We know that in the past the southern oil workers have been mobilised in support of the provincial authorities in Basra in their conflicts with Baghdad over shares of the oil revenue. Among the leaders of the oil union there are also members of the Fadila party [a dissident Sadrist, Shia-Islamist group], which runs the provincial government.
The IFC decided to oppose meetings between the oil union and the provincial government. Our demands are not just demands for oil workers, but for all the workers in Iraq. Now we have Nouri al-Maliki, prime minister of the Baghdad government, negotiating with the oil union leaders.
There is political conflict inside the leadership of the oil union. To find the union’s statements referring approvingly to the “legally elected government” is not strange. But we are working hard to bring the whole union under IFC influence.
Three years ago Hassan Jumaa, the southern oil union leader, was pro-occupation. Last year, in the negotiations about a joint statement by Iraqi union leaders at the end of their speaking tour of the USA, he was against secularism. Now he has joined the IFC, which takes its stand against both political Islam and the occupation.
Against the Shia sectarian militias, the Sunni sectarian militias, and forces like Iyad Allawi’s, IFC represents another political pole.
Other unions have joined IFC, for example the General Federation of Trade Unions of Iraq, a grouping in Baghdad which comes from a split from the pro-Jaafari Iraqi Workers’ Union, has joined IFC.
The participants in the joint committee of Iraqi trade union organisations set up in January 2006 at a meeting sponsored by the International Confederation of Free Trade Unions are Hassan Jumaa’s Iraqi Federation of Oil Unions, the Federation of Workers’ Councils and Unions of Iraq, and the Iraqi Workers’ Federation (formerly Iraqi Federation of Trade Unions). The FWCUI supports the oil workers’ strike call. We have sent a delegation to the IWF. We have had no response from them.
We asked about the programme and strategy of the IFC project — it is similar to the programme of the Worker-communist Party, but without any of the “worker” or “communist” social and economic demands. How can the IFC gain the forces to overpower both the US/UK and the Islamist militias without mobilising on the social, economic, class questions?
We have had elections in Iraq — nobody respects the results of those elections. There is no state, no law.

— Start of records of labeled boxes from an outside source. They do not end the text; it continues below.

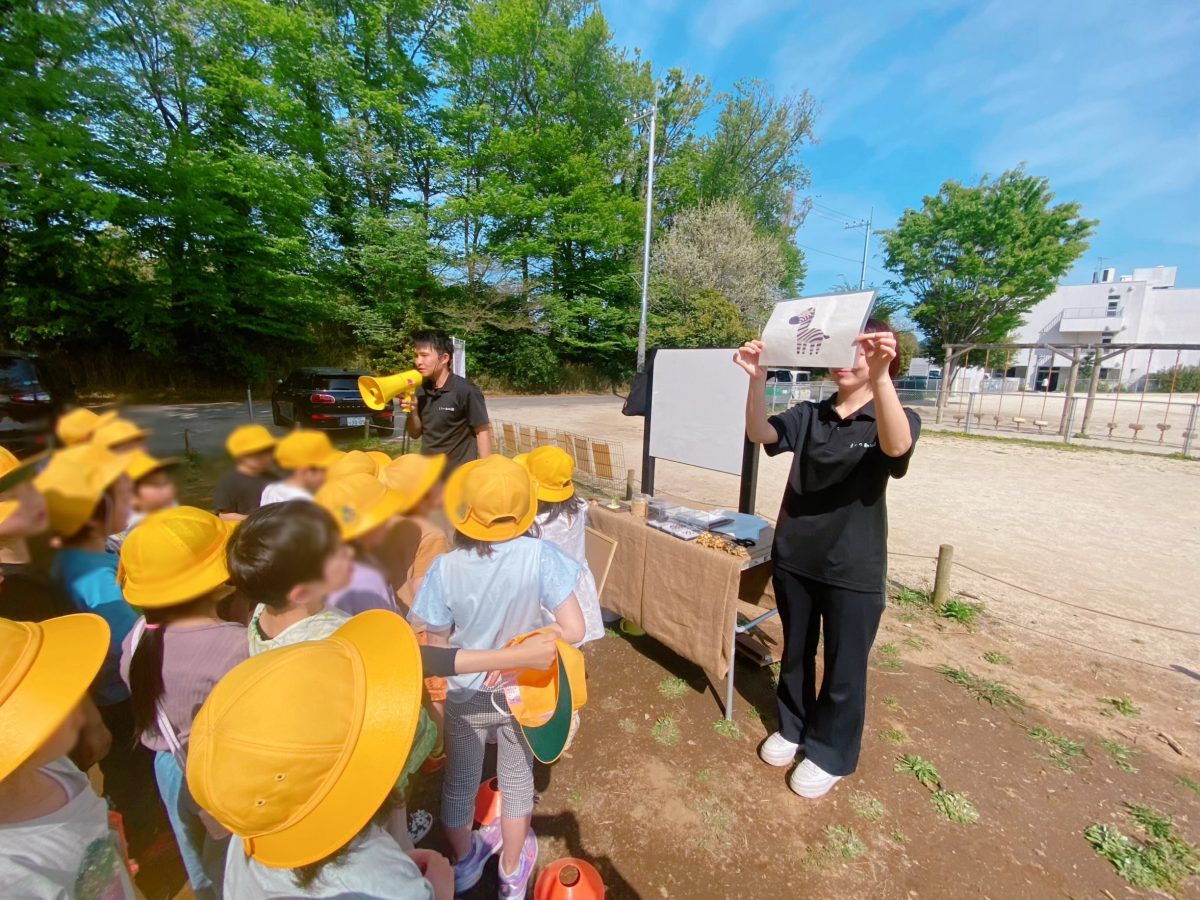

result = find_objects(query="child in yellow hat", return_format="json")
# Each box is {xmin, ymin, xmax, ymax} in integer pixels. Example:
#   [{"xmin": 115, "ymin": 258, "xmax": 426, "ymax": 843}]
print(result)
[
  {"xmin": 187, "ymin": 610, "xmax": 454, "ymax": 900},
  {"xmin": 212, "ymin": 425, "xmax": 276, "ymax": 522},
  {"xmin": 516, "ymin": 446, "xmax": 604, "ymax": 643},
  {"xmin": 260, "ymin": 431, "xmax": 342, "ymax": 506},
  {"xmin": 410, "ymin": 456, "xmax": 584, "ymax": 899},
  {"xmin": 121, "ymin": 506, "xmax": 250, "ymax": 900},
  {"xmin": 0, "ymin": 614, "xmax": 137, "ymax": 900}
]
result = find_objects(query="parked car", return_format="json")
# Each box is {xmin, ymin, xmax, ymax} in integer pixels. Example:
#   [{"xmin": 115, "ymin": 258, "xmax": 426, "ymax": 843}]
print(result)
[
  {"xmin": 0, "ymin": 352, "xmax": 76, "ymax": 456},
  {"xmin": 271, "ymin": 368, "xmax": 396, "ymax": 437}
]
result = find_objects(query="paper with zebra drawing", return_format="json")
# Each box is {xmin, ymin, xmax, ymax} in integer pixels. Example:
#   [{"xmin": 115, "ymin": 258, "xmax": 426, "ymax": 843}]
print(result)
[{"xmin": 762, "ymin": 290, "xmax": 875, "ymax": 368}]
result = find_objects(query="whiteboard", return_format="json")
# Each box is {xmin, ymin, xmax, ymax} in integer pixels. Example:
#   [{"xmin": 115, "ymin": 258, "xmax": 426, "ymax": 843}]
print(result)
[{"xmin": 650, "ymin": 347, "xmax": 750, "ymax": 475}]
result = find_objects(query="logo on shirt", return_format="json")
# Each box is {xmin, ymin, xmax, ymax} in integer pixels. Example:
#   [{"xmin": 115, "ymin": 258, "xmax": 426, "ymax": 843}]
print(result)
[{"xmin": 787, "ymin": 306, "xmax": 829, "ymax": 356}]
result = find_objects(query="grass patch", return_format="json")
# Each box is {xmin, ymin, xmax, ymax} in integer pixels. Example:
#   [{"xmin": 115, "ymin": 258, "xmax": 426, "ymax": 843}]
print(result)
[
  {"xmin": 929, "ymin": 788, "xmax": 979, "ymax": 824},
  {"xmin": 650, "ymin": 715, "xmax": 683, "ymax": 746},
  {"xmin": 1099, "ymin": 695, "xmax": 1141, "ymax": 719},
  {"xmin": 850, "ymin": 793, "xmax": 888, "ymax": 822},
  {"xmin": 713, "ymin": 719, "xmax": 742, "ymax": 740},
  {"xmin": 895, "ymin": 755, "xmax": 942, "ymax": 791},
  {"xmin": 659, "ymin": 676, "xmax": 691, "ymax": 700},
  {"xmin": 1084, "ymin": 803, "xmax": 1200, "ymax": 896},
  {"xmin": 1026, "ymin": 725, "xmax": 1088, "ymax": 772},
  {"xmin": 937, "ymin": 666, "xmax": 1025, "ymax": 709},
  {"xmin": 937, "ymin": 596, "xmax": 983, "ymax": 629},
  {"xmin": 1100, "ymin": 739, "xmax": 1137, "ymax": 777}
]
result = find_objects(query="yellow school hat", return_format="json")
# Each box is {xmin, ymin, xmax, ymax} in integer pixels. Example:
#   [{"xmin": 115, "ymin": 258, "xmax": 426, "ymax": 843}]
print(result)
[
  {"xmin": 186, "ymin": 609, "xmax": 422, "ymax": 869},
  {"xmin": 34, "ymin": 442, "xmax": 130, "ymax": 538},
  {"xmin": 514, "ymin": 446, "xmax": 575, "ymax": 503},
  {"xmin": 127, "ymin": 450, "xmax": 182, "ymax": 481},
  {"xmin": 54, "ymin": 407, "xmax": 118, "ymax": 446},
  {"xmin": 275, "ymin": 430, "xmax": 344, "ymax": 469},
  {"xmin": 509, "ymin": 631, "xmax": 588, "ymax": 763},
  {"xmin": 313, "ymin": 472, "xmax": 413, "ymax": 541},
  {"xmin": 379, "ymin": 454, "xmax": 446, "ymax": 509},
  {"xmin": 445, "ymin": 455, "xmax": 538, "ymax": 541},
  {"xmin": 226, "ymin": 425, "xmax": 276, "ymax": 460},
  {"xmin": 0, "ymin": 613, "xmax": 109, "ymax": 781},
  {"xmin": 329, "ymin": 450, "xmax": 379, "ymax": 479},
  {"xmin": 116, "ymin": 506, "xmax": 235, "ymax": 610},
  {"xmin": 91, "ymin": 419, "xmax": 150, "ymax": 450}
]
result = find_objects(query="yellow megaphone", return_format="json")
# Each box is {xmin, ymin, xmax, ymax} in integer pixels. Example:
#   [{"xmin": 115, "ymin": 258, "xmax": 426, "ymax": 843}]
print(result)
[{"xmin": 359, "ymin": 368, "xmax": 421, "ymax": 409}]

The IFC is working to establish a state and law. Where we have strength, we take responsibility for security and for distributing supplies. We say “no Shia, no Sunni” - you can believe what you want individually, but you should allow no discrimination. We want to pull people away from the sectarian groups and to end the occupation. The IFC represents our way to end the occupation. If the militias kill one US or British soldier, they kill ten Iraqi people at the same time. Actions like the planned strike in the oil industry show a better way.
By mobilising millions of people under the IFC banner we can easily become the government. How to deal with social problems of education, health, electricity supplies, and so on, is clear. The profits from oil exports should be distributed equally to the Iraqi people.
If we can do it, we will go on to socialism. But today Iraqi society is not a normal society. There is no state. The IFC aims to rebuild civil society and establish a government that will give a normal life to the Iraqi people. But if we can go forward to socialism, we will not hesitate.